Investigasi Dugaan Penyiksaan Tahanan Narkoba di Batam

Merespon kematian Hendri Alfred Bakari, tahanan Satnarkoba Polresta Barelang, Batam, Kepulauan Riau, Direktur Eksekutif Amnesty International Indonesia Usman Hamid menyatakan:

“Kondisi jenazah yang tubuhnya memperlihatkan bekas luka penyiksaan memang menimbulkan tanda tanya. Polisi harus menyelidiki kejanggalan yang disampaikan pihak keluarga atas kematian Hendri. Jika memang dugaan penyiksaan benar adanya, maka ini harus diusut tuntas.”

“Tidak ada yang boleh mengalami penyiksaan dan segala tindakan yang tidak manusiawi serta merendahkan martabat manusia. Kami mendesak Polresta Barelang untuk melakukan investigasi secara menyeluruh, imparsial, efektif dan transparan terhadap penyebab kematian Hendri.”

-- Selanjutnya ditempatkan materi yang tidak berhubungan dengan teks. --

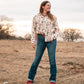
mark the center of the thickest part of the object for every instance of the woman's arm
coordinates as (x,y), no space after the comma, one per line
(55,28)
(33,30)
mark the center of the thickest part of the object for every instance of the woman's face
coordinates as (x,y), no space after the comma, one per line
(47,7)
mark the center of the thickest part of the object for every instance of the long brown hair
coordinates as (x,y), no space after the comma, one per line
(48,13)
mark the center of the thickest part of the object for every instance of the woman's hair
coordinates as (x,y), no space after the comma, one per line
(48,13)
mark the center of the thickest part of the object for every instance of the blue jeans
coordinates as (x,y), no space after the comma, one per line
(40,47)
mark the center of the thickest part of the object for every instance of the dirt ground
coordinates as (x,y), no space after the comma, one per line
(16,57)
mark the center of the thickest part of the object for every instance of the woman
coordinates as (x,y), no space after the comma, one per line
(45,26)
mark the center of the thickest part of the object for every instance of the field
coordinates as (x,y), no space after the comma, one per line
(16,57)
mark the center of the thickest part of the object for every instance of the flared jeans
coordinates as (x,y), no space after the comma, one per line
(40,48)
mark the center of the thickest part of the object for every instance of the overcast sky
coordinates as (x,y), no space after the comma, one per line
(67,11)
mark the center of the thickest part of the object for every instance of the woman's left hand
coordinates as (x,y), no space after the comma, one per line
(51,40)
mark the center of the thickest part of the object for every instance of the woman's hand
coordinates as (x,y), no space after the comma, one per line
(51,40)
(34,45)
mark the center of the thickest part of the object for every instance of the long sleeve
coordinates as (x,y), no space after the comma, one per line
(33,30)
(55,28)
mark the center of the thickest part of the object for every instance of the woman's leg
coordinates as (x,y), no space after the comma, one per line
(51,47)
(38,55)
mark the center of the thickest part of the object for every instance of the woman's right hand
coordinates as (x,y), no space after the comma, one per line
(34,45)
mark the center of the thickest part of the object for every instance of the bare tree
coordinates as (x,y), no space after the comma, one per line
(71,34)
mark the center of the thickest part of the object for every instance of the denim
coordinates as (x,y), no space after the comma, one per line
(40,48)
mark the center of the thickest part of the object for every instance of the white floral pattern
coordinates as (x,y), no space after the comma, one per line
(42,24)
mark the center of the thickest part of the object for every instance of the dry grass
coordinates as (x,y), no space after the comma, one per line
(16,57)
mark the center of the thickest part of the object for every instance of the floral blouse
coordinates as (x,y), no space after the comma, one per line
(43,25)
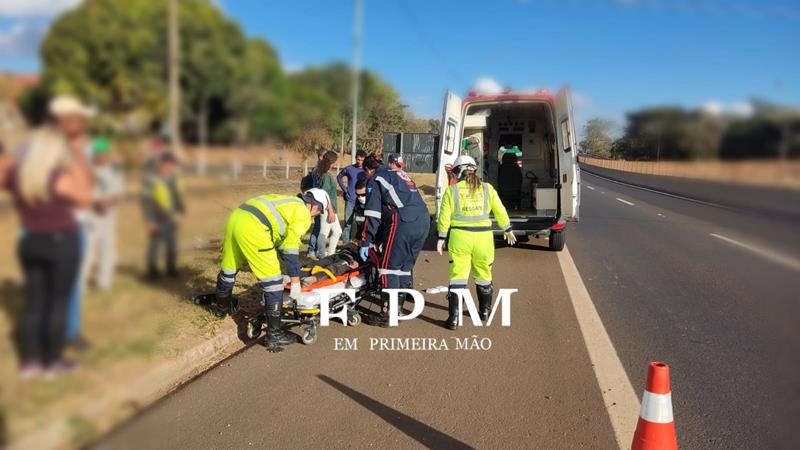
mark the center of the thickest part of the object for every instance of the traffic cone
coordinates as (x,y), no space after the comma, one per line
(656,429)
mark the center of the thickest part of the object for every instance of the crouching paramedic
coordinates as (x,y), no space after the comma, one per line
(395,210)
(256,233)
(464,217)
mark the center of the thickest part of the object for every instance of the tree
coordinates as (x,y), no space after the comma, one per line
(112,53)
(598,140)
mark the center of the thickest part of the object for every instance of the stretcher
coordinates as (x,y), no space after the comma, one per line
(342,270)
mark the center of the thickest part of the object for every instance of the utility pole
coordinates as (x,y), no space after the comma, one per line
(174,81)
(358,19)
(341,147)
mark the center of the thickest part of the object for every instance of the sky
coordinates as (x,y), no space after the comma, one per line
(616,55)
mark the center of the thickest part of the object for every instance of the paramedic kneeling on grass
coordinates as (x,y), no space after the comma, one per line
(255,233)
(464,213)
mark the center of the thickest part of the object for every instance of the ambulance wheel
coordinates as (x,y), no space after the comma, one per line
(254,328)
(309,337)
(354,319)
(557,239)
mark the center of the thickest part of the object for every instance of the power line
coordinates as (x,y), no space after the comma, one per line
(426,39)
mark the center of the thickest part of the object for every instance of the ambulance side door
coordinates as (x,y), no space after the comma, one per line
(569,173)
(449,142)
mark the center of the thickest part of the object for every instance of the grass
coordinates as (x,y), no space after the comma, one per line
(137,325)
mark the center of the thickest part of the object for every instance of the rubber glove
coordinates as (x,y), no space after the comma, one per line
(294,291)
(440,246)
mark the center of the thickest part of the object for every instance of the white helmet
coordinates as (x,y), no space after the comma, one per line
(316,196)
(464,162)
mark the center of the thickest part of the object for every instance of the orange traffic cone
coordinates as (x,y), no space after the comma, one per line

“Aparat penegak hukum juga harus menjamin bahwa mereka tidak akan menggunakan kekerasan atau bentuk penyiksaan apapun selama proses pemeriksaan saksi atau tersangka dalam kasus manapun. Informasi atau pengakuan yang diperoleh dari siksaan, bukan hanya melanggar HAM, tapi juga hasilnya bisa keliru sekali. Orang mengaku lebih karena tidak tahan menahan rasa sakit.”

Latar belakang

Berdasarkan pemberitaan media, pihak keluarga menemukan Hendri Alfred Bakari (38) dalam kondisi tak bernyawa di Rumah Sakit Budi Kemuliaan, Batam, pada tanggal 8 Agustus 2020. Sebelum berada di rumah sakit tersebut, Hendri diamankan oleh Satnarkoba Polresta Barelang, Batam, Kepulauan Riau karena diduga memiliki sabu dalam jumlah besar dan sedang menjalani pemeriksaan di sana.

Kepada media, keluarga mengaku pihaknya merasakan adanya kejanggalan atas kematian Hendri karena perban di kepalanya, pembungkus plastik yang menutupi kepalanya serta lebam di kakinya. Padahal, sebelum menjalani pemeriksaan polisi, keluarga mengatakan Hendri berada dalam keadaan sehat tanpa gangguan kesehatan.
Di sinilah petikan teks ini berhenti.